Research Postgraduate Programme

DATA8003 - Theoretical Foundation of Deep Learning (Computation)

Course Instructor

Dr Difan ZOU

Course Description 

Deep learning has achieved great success in many real-world applications. However, the reason why deep learning is so powerful remains elusive. The goal of this course is to introduce theoretical tools and methods that are developed to understand and explain the success of deep learning. In particular, this course will cover multiple aspects of machine learning, including landscape analysis, optimization, generalization, and algorithm designs. We will start with the introduction of the basic setup of machine learning problems, including loss function, training algorithms, and generalization performance evaluation. Then we will further introduce the conventional optimization theory and statistical learning theory, and discuss its limitation in studying over-parameterized deep neural network models.

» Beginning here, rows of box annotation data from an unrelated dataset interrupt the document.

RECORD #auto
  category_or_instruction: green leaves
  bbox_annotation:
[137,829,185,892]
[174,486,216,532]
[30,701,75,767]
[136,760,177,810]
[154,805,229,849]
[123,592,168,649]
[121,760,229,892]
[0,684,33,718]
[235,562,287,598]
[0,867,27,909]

We will also introduce the neural tangent kernel (NTK) theory, a modern theoretical method can handle over-parameterization and nonconvex issues in deep learning. Finally, we will discuss representation learning and benign-overfitting of over-parameterized learning models, and their connections to the optimization and generalization in deep learning. The instructor will give lectures on the selected topics. Students will need to complete the homework (including programming and mathematical derivations) and a course project. 

This course will be similar to STATS214 / CS229M: Machine Learning Theory in Stanford, and CS269: Foundations of Deep Learning in UCLA. 


We require students to have prior knowledge in undergraduate linear algebra, statistics, probability, and calculus. Background in optimization and machine learning is not required but preferred.